Anything by Ted Chiang is a treat but especially that one.

[–] [email protected] 11 points 11 months ago* (last edited 11 months ago) (2 children)

Feeling dystopian, so here are a couple of short story recommendations::

"The Calorie Man" by Paolo Bacigalupi

"Repent, Harlequin!' Said the Ticktockman" and "I have no mouth but i must scream" by Harlan Ellison

Not short stories, but I'd recommend two quick books by Lauren Buekes:

The Shining Girls

Zoo City

Both lean hard into human scale detective stories, with the scifi elements woven very well into the world at large.

[–] [email protected] 4 points 11 months ago (1 children)

Incidentally, I have Pump Six and Other Stories by Paolo Bacigalupi on my reading list. I've heard good things.

[–] [email protected] 3 points 11 months ago* (last edited 11 months ago) (1 children)

Hes great. "The Windup girl" deserved every award it earned.

Its dystopian fiction that hits home because it's not a speculative 60s/70s version of "robots will become our masters," but rather possible brutal outcomes of the climate change that is already happening.

[–] [email protected] 1 points 10 months ago

Windup Girl was fantastic. Fully agreed.

[–] [email protected] 4 points 11 months ago* (last edited 11 months ago)
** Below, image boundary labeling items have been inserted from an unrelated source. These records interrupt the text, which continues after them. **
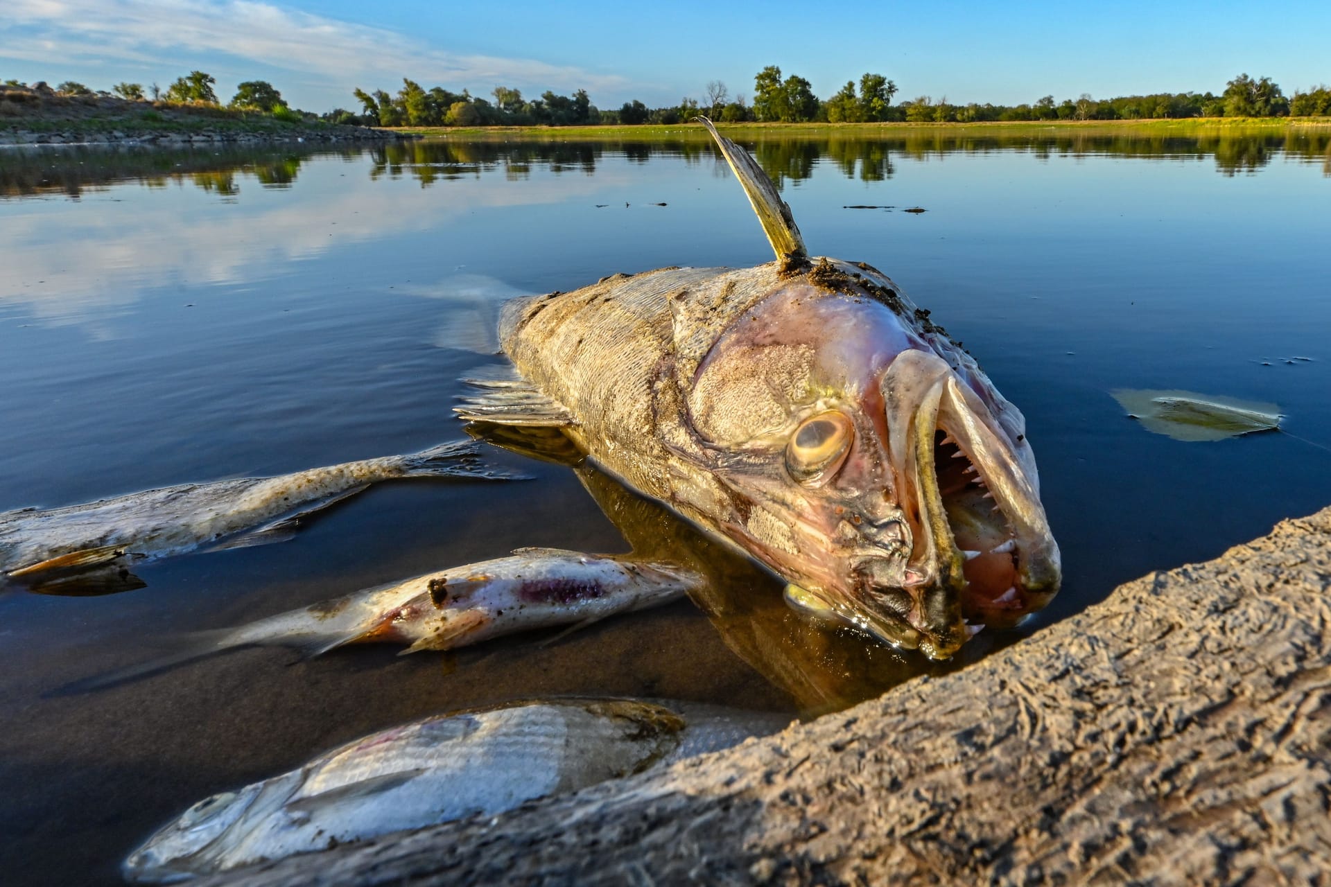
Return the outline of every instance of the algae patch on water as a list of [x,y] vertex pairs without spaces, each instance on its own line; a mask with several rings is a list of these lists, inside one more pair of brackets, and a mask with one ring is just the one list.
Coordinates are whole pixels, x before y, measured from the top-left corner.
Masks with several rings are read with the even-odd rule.
[[1174,440],[1225,440],[1255,431],[1280,430],[1280,408],[1274,403],[1195,391],[1115,388],[1110,394],[1129,418],[1139,420],[1147,431]]

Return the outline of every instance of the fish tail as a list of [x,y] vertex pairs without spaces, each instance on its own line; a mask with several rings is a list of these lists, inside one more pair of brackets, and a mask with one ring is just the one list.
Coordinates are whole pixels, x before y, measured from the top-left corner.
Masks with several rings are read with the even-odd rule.
[[402,456],[403,477],[479,477],[482,480],[528,480],[480,460],[480,444],[475,440],[451,440],[429,449]]

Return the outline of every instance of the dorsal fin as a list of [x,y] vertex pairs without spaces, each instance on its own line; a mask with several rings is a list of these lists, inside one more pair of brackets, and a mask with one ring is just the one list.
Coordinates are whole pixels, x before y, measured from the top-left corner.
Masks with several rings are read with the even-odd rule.
[[768,242],[772,243],[772,249],[776,250],[776,258],[781,262],[808,258],[809,253],[804,249],[804,238],[800,237],[800,229],[795,226],[791,207],[781,199],[776,185],[767,177],[757,161],[747,150],[716,132],[716,126],[707,117],[696,120],[707,126],[707,132],[712,133],[721,154],[725,156],[725,162],[731,165],[735,177],[744,186],[744,193],[748,194],[749,203],[757,213],[757,221],[763,222],[763,231],[767,234]]

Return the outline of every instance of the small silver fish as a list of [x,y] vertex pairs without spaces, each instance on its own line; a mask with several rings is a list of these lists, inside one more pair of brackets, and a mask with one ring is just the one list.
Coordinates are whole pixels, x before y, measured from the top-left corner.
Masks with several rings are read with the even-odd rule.
[[508,557],[454,567],[403,582],[205,633],[190,657],[234,646],[285,645],[310,654],[343,644],[409,644],[447,650],[526,629],[592,622],[683,597],[697,581],[672,564],[519,548]]
[[[668,705],[668,707],[667,707]],[[121,866],[170,883],[405,828],[495,815],[775,733],[788,715],[692,703],[566,699],[425,718],[206,798]]]
[[[301,517],[393,477],[503,477],[476,460],[474,442],[454,442],[406,456],[310,468],[277,477],[182,484],[67,508],[24,508],[0,515],[0,586],[79,593],[100,572],[112,585],[142,585],[132,561],[200,547],[240,548],[290,539]],[[257,529],[256,529],[257,528]],[[106,578],[106,573],[110,573]],[[137,582],[137,584],[136,584]],[[100,588],[97,590],[121,590]]]

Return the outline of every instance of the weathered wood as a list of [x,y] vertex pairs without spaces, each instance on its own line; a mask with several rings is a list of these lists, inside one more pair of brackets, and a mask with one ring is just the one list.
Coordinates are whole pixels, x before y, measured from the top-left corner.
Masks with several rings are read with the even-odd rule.
[[1331,883],[1331,508],[669,770],[208,883]]

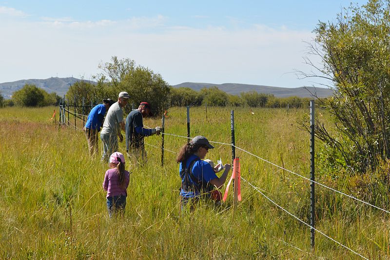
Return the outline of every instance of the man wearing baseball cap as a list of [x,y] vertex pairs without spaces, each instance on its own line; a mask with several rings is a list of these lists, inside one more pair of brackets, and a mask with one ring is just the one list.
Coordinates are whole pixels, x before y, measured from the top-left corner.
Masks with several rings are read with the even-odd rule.
[[102,104],[95,106],[89,112],[83,130],[87,138],[89,153],[91,156],[98,153],[98,133],[100,131],[106,111],[114,103],[114,101],[111,99],[104,99]]
[[146,162],[144,137],[158,135],[161,131],[159,126],[151,129],[143,128],[143,118],[153,115],[149,103],[141,102],[138,109],[131,112],[126,118],[126,151],[133,163],[142,165]]
[[110,106],[107,112],[100,133],[100,139],[103,142],[102,161],[108,161],[110,155],[118,151],[118,138],[119,141],[123,140],[123,136],[120,132],[124,130],[122,108],[126,106],[130,98],[127,92],[120,92],[118,96],[118,101]]

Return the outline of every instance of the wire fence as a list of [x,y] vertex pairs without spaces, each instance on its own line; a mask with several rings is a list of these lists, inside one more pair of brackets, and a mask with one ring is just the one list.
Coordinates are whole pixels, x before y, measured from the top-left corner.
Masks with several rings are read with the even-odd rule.
[[[68,110],[65,109],[65,108],[63,108],[63,113],[64,113],[64,114],[63,114],[63,115],[64,115],[64,112],[66,111],[66,112],[68,113],[68,117],[69,117],[69,113],[73,115],[75,117],[77,117],[77,116],[82,116],[82,117],[87,116],[84,115],[79,114],[78,114],[78,113],[74,113],[73,112],[71,112],[71,111],[69,111]],[[66,118],[66,117],[65,117],[64,115],[63,116],[63,118]],[[68,120],[67,121],[68,121],[68,123],[72,125],[72,127],[74,126],[75,129],[78,129],[78,130],[82,130],[82,129],[80,129],[79,128],[77,127],[76,126],[75,124],[73,124],[71,122],[70,122],[70,120]],[[64,121],[63,123],[65,124],[65,121]],[[65,124],[65,125],[66,125],[66,124]],[[148,127],[148,126],[147,126],[146,125],[144,125],[144,126],[145,127],[147,127],[148,128],[151,129],[150,127]],[[187,139],[187,140],[192,139],[192,138],[190,137],[189,135],[188,136],[180,136],[180,135],[176,135],[176,134],[173,134],[173,133],[164,133],[164,132],[161,133],[161,134],[162,135],[165,135],[165,136],[172,136],[172,137],[178,137],[178,138],[185,138],[185,139]],[[255,154],[254,154],[253,153],[251,153],[251,152],[249,152],[248,151],[247,151],[247,150],[245,150],[244,149],[240,148],[240,147],[239,147],[238,146],[236,146],[235,145],[234,145],[234,144],[233,144],[232,143],[227,143],[218,142],[218,141],[210,141],[210,143],[216,143],[216,144],[221,144],[221,145],[228,145],[229,146],[234,147],[235,148],[236,148],[236,149],[237,149],[238,150],[239,150],[240,151],[242,151],[242,152],[244,152],[245,153],[246,153],[248,154],[249,154],[249,155],[251,155],[252,156],[253,156],[254,157],[255,157],[255,158],[257,158],[257,159],[259,159],[259,160],[262,160],[262,161],[264,161],[265,162],[269,163],[269,164],[271,164],[271,165],[273,165],[273,166],[275,166],[276,167],[279,168],[280,169],[282,169],[284,171],[286,171],[287,172],[289,172],[290,173],[293,174],[293,175],[295,175],[296,176],[298,176],[298,177],[300,177],[301,178],[302,178],[302,179],[303,179],[304,180],[307,180],[311,181],[312,183],[316,183],[316,184],[317,184],[318,185],[320,185],[320,186],[322,186],[322,187],[324,187],[325,188],[328,189],[329,189],[330,190],[332,190],[332,191],[334,191],[335,192],[339,193],[339,194],[341,194],[341,195],[342,195],[343,196],[346,196],[346,197],[347,197],[348,198],[349,198],[350,199],[353,199],[353,200],[355,200],[356,201],[359,201],[360,202],[364,203],[364,204],[365,204],[366,205],[370,206],[371,206],[371,207],[372,207],[373,208],[376,208],[377,209],[378,209],[379,210],[382,211],[383,211],[384,212],[386,212],[386,213],[390,213],[390,211],[388,211],[388,210],[387,210],[386,209],[384,209],[381,208],[380,207],[377,207],[377,206],[375,206],[374,205],[373,205],[373,204],[372,204],[371,203],[370,203],[367,202],[366,201],[364,201],[363,200],[360,200],[359,199],[357,199],[357,198],[355,198],[355,197],[354,197],[353,196],[352,196],[351,195],[349,195],[347,194],[346,194],[345,193],[343,193],[343,192],[342,192],[341,191],[338,191],[338,190],[336,190],[335,189],[333,189],[333,188],[332,188],[332,187],[329,187],[329,186],[327,186],[327,185],[326,185],[325,184],[323,184],[321,183],[320,182],[318,182],[317,181],[314,181],[313,180],[311,180],[311,179],[309,179],[309,178],[308,178],[307,177],[303,176],[301,175],[300,175],[300,174],[296,173],[295,173],[294,172],[292,172],[292,171],[288,170],[287,169],[286,169],[285,168],[284,168],[283,167],[282,167],[282,166],[280,166],[279,165],[277,165],[277,164],[275,164],[275,163],[274,163],[273,162],[271,162],[271,161],[269,161],[269,160],[267,160],[266,159],[263,159],[263,158],[261,158],[261,157],[259,157],[258,156],[257,156],[257,155],[256,155]],[[147,143],[146,142],[145,142],[145,144],[146,145],[151,146],[151,147],[153,147],[157,148],[157,149],[162,149],[162,150],[163,150],[164,151],[167,151],[168,152],[169,152],[173,153],[173,154],[177,154],[176,152],[174,152],[173,151],[167,149],[166,148],[162,148],[162,147],[158,147],[157,146],[154,145],[152,145],[152,144],[149,144],[149,143]],[[361,257],[361,258],[363,258],[364,259],[368,259],[368,258],[367,258],[364,257],[363,256],[361,255],[361,254],[359,254],[357,252],[354,251],[352,249],[351,249],[351,248],[348,247],[348,246],[342,244],[340,242],[336,240],[334,240],[334,239],[332,238],[331,237],[329,237],[329,236],[327,235],[326,234],[325,234],[325,233],[324,233],[322,231],[320,231],[318,230],[318,229],[316,229],[315,228],[314,228],[314,227],[312,226],[312,225],[307,223],[306,222],[305,222],[303,220],[300,220],[299,218],[298,218],[297,217],[295,216],[295,215],[294,215],[292,213],[289,212],[288,211],[287,211],[287,210],[284,209],[283,207],[280,206],[279,205],[277,204],[276,202],[273,201],[269,197],[268,197],[265,194],[264,194],[264,193],[263,192],[262,192],[261,191],[261,190],[260,190],[260,189],[259,189],[258,187],[256,187],[255,186],[254,186],[254,185],[253,185],[253,184],[252,184],[251,183],[249,182],[248,180],[247,180],[245,179],[244,179],[242,177],[241,177],[241,179],[242,179],[243,180],[244,180],[245,182],[248,183],[248,185],[249,185],[250,186],[251,186],[252,188],[253,188],[256,191],[257,191],[257,192],[259,193],[261,195],[262,195],[267,200],[269,200],[275,206],[276,206],[276,207],[277,207],[279,209],[281,209],[282,211],[285,212],[286,213],[288,214],[289,216],[293,217],[294,219],[295,219],[296,220],[298,220],[299,222],[302,223],[303,224],[304,224],[305,225],[307,226],[308,227],[312,228],[312,229],[317,231],[318,233],[319,233],[319,234],[321,234],[322,235],[324,236],[324,237],[325,237],[327,239],[333,241],[335,243],[339,244],[339,245],[340,245],[342,247],[344,247],[344,248],[346,248],[346,249],[348,249],[348,250],[349,250],[350,251],[351,251],[351,252],[352,252],[353,253],[356,254],[356,255],[359,256],[359,257]],[[301,249],[299,249],[298,248],[296,248],[296,247],[294,247],[293,246],[292,246],[292,245],[291,245],[292,246],[293,246],[293,247],[297,249],[301,250]]]

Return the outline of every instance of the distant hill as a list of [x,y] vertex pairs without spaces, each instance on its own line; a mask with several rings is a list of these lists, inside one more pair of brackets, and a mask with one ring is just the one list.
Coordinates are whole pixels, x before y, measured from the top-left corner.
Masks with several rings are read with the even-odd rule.
[[225,83],[223,84],[211,84],[210,83],[195,83],[186,82],[172,86],[175,88],[189,87],[199,91],[206,87],[216,86],[221,90],[232,95],[239,95],[241,92],[255,91],[259,93],[273,95],[278,98],[285,98],[296,96],[301,98],[312,98],[315,94],[319,98],[326,98],[333,95],[333,91],[328,88],[301,87],[295,88],[270,87],[259,85]]
[[[26,84],[34,84],[42,88],[48,93],[56,92],[57,95],[62,97],[68,91],[69,86],[75,82],[79,81],[75,78],[52,77],[46,80],[22,80],[14,82],[7,82],[0,83],[0,93],[6,99],[10,99],[12,94],[23,87]],[[96,83],[90,80],[85,80],[91,83]],[[324,88],[314,88],[313,87],[299,87],[295,88],[270,87],[259,85],[250,85],[247,84],[237,84],[225,83],[223,84],[212,84],[210,83],[195,83],[186,82],[172,86],[174,88],[189,87],[197,91],[201,89],[213,86],[218,87],[221,90],[232,95],[239,95],[241,92],[255,91],[259,93],[273,95],[275,97],[283,98],[296,96],[301,98],[311,98],[311,93],[315,93],[320,98],[330,97],[333,95],[332,90]]]
[[[73,77],[52,77],[46,80],[22,80],[0,83],[0,93],[5,99],[9,99],[14,92],[20,89],[26,84],[30,84],[35,85],[49,93],[56,92],[57,95],[62,97],[66,94],[71,85],[82,80]],[[95,83],[90,80],[84,81]]]

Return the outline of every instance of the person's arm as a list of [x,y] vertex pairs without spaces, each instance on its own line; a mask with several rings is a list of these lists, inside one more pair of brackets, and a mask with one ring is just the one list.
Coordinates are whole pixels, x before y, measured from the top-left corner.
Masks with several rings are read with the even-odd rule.
[[152,128],[151,129],[147,129],[146,128],[144,128],[141,126],[137,126],[135,128],[136,132],[137,134],[139,135],[142,135],[144,136],[151,136],[152,135],[156,133],[156,131],[154,131],[153,133],[153,130],[156,129],[155,128]]
[[108,171],[104,175],[104,180],[103,181],[103,189],[107,191],[108,189]]
[[221,177],[219,178],[216,178],[210,180],[210,184],[216,186],[218,188],[220,188],[221,186],[223,185],[223,183],[225,183],[225,181],[226,181],[226,178],[228,177],[228,173],[229,173],[230,170],[230,164],[226,163],[225,164],[225,171],[224,171]]

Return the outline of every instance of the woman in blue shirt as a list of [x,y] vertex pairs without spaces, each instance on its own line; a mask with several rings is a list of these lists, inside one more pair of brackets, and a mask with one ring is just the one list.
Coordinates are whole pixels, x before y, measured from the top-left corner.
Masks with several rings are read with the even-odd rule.
[[182,208],[190,200],[197,200],[208,185],[219,188],[226,180],[230,164],[225,164],[225,171],[218,178],[215,174],[216,169],[208,162],[202,160],[206,157],[209,149],[214,148],[205,137],[198,136],[180,149],[176,161],[180,163]]

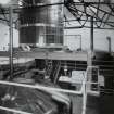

Bacigalupi's The Alchemist is fantastic as well. It's an unexpected spin on his usual post apocalyptic material, this one is fantasy flavored. The entire collection (The Tangled Lands, jointly written with Tobias Buckell) is good but this is the best story of the bunch.

[–] [email protected] 9 points 11 months ago (1 children)

Cool idea! How about...

I Have No Mouth, and I Must Scream by Harlan Ellison

[–] [email protected] 5 points 11 months ago

That’s a holiday experience that rivals having 4 sets of in-laws over for the week of Christmas

[–] [email protected] 6 points 11 months ago

If anyone isn’t aware of Ted Chiang, the magnificent film Arrival is based on one of his short stories.

[–] [email protected] 5 points 11 months ago

I'd like to recommend There Will Come Soft Rains by Ray Bradbury too.

[–] [email protected] 4 points 11 months ago* (last edited 11 months ago)

I can highly recommend The Machine Stops.

Do not look up when it was written before you read it. Read it and then take a guess.

[–] [email protected] 4 points 11 months ago

Are shortform comics on the table? The Machine by Existential Comics is a quick read but remarkably profound.

[–] [email protected] 3 points 11 months ago

“Manna” from Marshall Brian. It’s a available online: https://marshallbrain.com/manna1

[–] [email protected] 2 points 11 months ago* (last edited 11 months ago)

"The Green Leopard Plague" by Walter Jon William. Nebula award winning novella that blew my mind when I read it in Gardner Dozois' The Year's Best Science Fiction: Twenty First Annual Collection back in 2004.

[–] [email protected] 2 points 11 months ago

One of my favorites was Johnny Mnemonic by William Gibson, set in the Neuromancer universe.

[–] [email protected] 2 points 11 months ago

I just finished "The hanging stranger" by Philip K. Dick recently. It was pretty good.

He also wrote Minority Report and We Will Remember It For You Wholesale which is the story on which Total Recall was based.

[–] [email protected] 1 points 11 months ago

A Sound of Thunder, by Ray Bradbury? We have an election coming up.